In my prior (and current) NLP work, “no” and other forms of negation are SUPER important. And they would be filtered out as “stop words” if I applied such a preprocessing technique.
I’ve been using ULMFiT for genomics data. You need to write your own processing functions and train your own language models. I needed to write custom functions for:
Tokenizer
Vocab
NumericalizeProcessor
_join_texts
TokenizeProcessor
NumericalizeProcessor
_get_processor
TextLMDataBunch
TextClasDataBunch
But really that’s stuff for turning your data into a form you can feed into the model. Everything that happens after you tokenize/numericalize your data is the same. Same AWD-LSTM model, same ULMFiT training process.
I liked that Jeremy mentioned he noticed a reduction in performance when he tried to remove Spacy and use a simpler tokenizer. Did anyone work out what components of Spacy added the biggest boost to performance? Perhaps one could use a subset of Spacy’s careful tokenization together with other tokenization ideas to further boost the performance of language models.
Speaking of alternative tokenizers, here is one that trended in HN today: https://github.com/Microsoft/BlingFire/blob/master/README.md
And here is a course on spacy:
Try bla
Both are important in their own way, so I’d recommend a good mix.
assuming GPU memory is not an issue, do you need to set it?
For what it’s worth, the AWD-LSTM github page says BPTT doesn’t impact final results.
can language models be used for non nlp ?. any experience doing that ?.

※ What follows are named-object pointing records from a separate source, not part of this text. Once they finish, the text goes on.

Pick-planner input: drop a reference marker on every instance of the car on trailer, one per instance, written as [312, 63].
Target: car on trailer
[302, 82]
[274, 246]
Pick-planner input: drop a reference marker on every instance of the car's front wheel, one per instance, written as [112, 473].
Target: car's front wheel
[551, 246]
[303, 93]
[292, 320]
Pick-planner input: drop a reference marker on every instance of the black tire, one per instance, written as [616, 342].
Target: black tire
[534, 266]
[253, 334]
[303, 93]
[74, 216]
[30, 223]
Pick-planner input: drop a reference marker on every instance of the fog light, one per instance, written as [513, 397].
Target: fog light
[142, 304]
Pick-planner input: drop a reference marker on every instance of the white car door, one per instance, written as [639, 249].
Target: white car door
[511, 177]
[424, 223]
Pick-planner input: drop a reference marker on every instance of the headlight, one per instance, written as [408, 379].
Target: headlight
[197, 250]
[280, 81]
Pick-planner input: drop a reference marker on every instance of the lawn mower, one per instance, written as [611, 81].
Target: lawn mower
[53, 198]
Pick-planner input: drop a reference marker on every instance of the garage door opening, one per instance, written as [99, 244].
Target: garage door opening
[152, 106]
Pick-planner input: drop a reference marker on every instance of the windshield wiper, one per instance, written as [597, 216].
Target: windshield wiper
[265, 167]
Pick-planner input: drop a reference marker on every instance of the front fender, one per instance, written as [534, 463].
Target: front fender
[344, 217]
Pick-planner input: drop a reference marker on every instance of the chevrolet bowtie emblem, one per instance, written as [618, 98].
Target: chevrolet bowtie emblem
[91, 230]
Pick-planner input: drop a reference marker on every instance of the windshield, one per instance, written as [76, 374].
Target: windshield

surprising, what about modeling long-term dependencies?
I don’t think you have a GPU that can accommodate the total length of wikipedia, even divided by batch size
No, that is misleading. They say the bptt in validation doesn’t impact result. That’s because there are no gradients in validation.
Since we already have bos and eos tokens, why not just start looking at the next document instead of trying to pad?
That’s for classification, so you need to classify each document.
so for just the language modeling part, we don’t need this fancy sorting?
Nope, it stops at the LM_Dataset, the fancy sorting is only for the classification part.
Can the fast.ai API handle variable length sequences? Most of my work is in healthcare using longitudinal datasets that when processed on the patient level are variable length. I often have to work around it on my own as Pytorch’s packed padding doesn’t work for the nested structure of my data.
Are there any recommended pre-trained Transformer/XL/BERT models available to use in the same way we can use fastai’s pre-trained AWD-LSTM model?
Hmm I may need to revisit that. I didn’t get good results the first time I tried it. It just kept terminating really quickly without generating interesting text (predict
output seemed much richer)
If packed sequence from Pytorch doesn’t work, we don’t have anything better.
Depends on how you define long term. I don’t have any issues with sequences of 1000-2000 tokens. I’ve tested one dataset that had extra long challenge sequences (up to 10000 or so). At first I had worse performance, but it turned out to be due to batching different length sequences together and the max_len
parameter in the MultiBatchEncoder
being too low.
That said this is all in the context of classification. The model only needs to focus on a single output for each input. A more interesting challenge would be to see if the model can learn long term interactions (ie promoters and enhancers), but I haven’t tried anything like that yet.
Oh that makes me think we have a transformer XL pretrained model sitting somewhere.